Wenn man ins hohe Alter kommt, ist die Herausforderung, der man gegenübersteht, nicht, eine Familie zu versorgen oder seine großen Ambitionen im Leben zu schaffen, sondern wie man Abschied von seinem Leben nimmt, wie man dem Ende des Lebens begegnet, wie man dem Ende seiner Existenz den Schlusspunkt setzt. Obwohl es nach außen hin scheint, dass die Menschen dem Tode wenig Aufmerksamkeit schenken, kann niemand die Erkundung des Themas vermeiden, denn niemand weiß, ob eine andere Welt auf der anderen Seite des Todes liegt, eine Welt, die Menschen nicht wahrnehmen oder fühlen können, eine, über die sie nichts wissen. Das macht den Menschen Angst dem Tod direkt gegenüberzustehen, macht ihnen Angst, den Tod so zu konfrontieren, wie sie es sollten und stattdessen tun sie ihr Bestes, um das Thema zu vermeiden. Und so erfüllt es jeden Menschen mit Furcht vor dem Tod und ergänzt dieses Geheimnis um diese unvermeidliche Tatsache des Lebens durch einen Schleier des Mysteriums, wirft einen beständigen Schatten auf jedes Menschen Herz.
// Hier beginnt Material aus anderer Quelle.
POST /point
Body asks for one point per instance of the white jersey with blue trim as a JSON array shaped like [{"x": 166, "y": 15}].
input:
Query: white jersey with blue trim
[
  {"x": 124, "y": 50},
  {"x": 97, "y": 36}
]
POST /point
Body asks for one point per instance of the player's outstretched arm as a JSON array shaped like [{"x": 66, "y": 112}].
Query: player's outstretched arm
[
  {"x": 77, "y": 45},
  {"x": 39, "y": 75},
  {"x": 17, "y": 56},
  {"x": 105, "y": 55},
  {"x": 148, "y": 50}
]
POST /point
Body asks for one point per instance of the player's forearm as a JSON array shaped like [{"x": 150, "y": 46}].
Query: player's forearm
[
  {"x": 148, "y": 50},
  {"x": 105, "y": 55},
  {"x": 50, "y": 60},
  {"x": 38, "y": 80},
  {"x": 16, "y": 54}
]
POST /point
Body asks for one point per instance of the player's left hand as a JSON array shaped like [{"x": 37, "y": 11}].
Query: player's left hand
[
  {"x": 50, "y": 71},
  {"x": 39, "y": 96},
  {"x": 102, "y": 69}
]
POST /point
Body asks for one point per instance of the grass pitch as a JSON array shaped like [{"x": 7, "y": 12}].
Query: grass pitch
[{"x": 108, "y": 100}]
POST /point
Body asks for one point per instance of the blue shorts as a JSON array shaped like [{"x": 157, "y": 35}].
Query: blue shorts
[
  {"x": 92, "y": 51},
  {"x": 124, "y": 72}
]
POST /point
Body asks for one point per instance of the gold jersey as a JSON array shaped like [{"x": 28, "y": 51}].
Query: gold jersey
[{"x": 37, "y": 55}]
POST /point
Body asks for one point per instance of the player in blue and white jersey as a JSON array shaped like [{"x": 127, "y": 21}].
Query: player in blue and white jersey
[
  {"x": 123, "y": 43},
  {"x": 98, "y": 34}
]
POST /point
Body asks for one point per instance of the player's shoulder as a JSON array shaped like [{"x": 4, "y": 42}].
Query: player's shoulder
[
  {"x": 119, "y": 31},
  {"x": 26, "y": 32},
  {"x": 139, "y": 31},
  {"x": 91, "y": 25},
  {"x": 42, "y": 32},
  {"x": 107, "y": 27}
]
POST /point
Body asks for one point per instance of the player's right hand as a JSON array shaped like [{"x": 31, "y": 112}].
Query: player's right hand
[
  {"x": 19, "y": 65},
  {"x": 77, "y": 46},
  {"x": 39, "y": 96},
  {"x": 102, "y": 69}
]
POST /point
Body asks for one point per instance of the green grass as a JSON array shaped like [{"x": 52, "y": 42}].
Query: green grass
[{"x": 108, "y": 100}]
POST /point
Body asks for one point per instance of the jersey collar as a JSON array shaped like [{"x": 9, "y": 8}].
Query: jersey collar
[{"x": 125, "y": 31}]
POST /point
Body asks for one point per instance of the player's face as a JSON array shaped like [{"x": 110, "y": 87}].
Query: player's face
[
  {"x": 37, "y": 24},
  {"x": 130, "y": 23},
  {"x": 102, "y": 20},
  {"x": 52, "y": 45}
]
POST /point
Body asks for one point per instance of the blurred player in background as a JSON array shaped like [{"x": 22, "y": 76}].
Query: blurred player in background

Wenn man merkt wie der Körper verfällt, wenn man fühlt, dass man dem Tod näher kommt, spürt man eine vage Furcht, eine unaussprechliche Angst. Die Angst vor dem Tod gibt einem das Gefühl, immer einsam und hilflos zu sein und an dieser Stelle fragt man sich: Woher kam der Mensch? Wohin geht der Mensch? Ist dies, wie der Mensch sterben wird, mit seinem Leben, das an ihm vorbeigerauscht ist? Ist dies die Zeit, die das Ende des Lebens des Menschen kennzeichnet? Was ist am Ende der Sinn des Lebens? Was ist das Leben nach all dem wert? Geht es um Ruhm und Reichtum? Geht es darum, eine Familie zu gründen? … Unabhängig davon, ob man über diese spezifischen Fragen nachgedacht hat, unabhängig davon, wie sehr man den Tod fürchtet, tief im Herzen jedes Menschen gibt es immer ein Verlangen danach, die Geheimnisse zu erforschen, ein Gefühl von Unverständnis vom Leben und darin vermischt, Sentimentalität der Welt gegenüber und eine Abneigung zu gehen. Vielleicht kann niemand klar artikulieren, was der Mensch fürchtet, was der Mensch erforschen will, was ihn sentimental macht und was er widerwillig hinter sich lässt …

Weil sie Angst vor dem Tod haben, machen sich die Menschen viel zu viele Sorgen; weil sie Angst vor dem Tod haben, gibt es so Vieles, das sie nicht loslassen können. Wenn sie kurz davor sind zu sterben, machen sich manche Leute über dieses oder jenes Sorgen; sie sorgen sich um ihre Kinder, ihre Lieben, ihren Reichtum, als ob sie durch ihre Sorgen das Leiden und die Furcht auslöschen könnten, die der Tod mit sich bringt, als ob sie durch eine Art von Aufrechterhaltung der Intimität mit den Lebenden der Hilflosigkeit und Einsamkeit, die den Tod begleiten, entkommen könnten. Tief im menschlichen Herzen liegt eine rudimentäre Angst, eine Angst davor, von seinen Lieben getrennt zu werden, nie wieder auf den blauen Himmel blicken zu können, nie wieder auf die materielle Welt sehen zu können. Einer einsamen Seele, die an die Begleitung ihrer Lieben gewöhnt ist, widerstrebt es ihren Griff zu lösen und ganz allein in eine unbekannte, fremde Welt fortzugehen.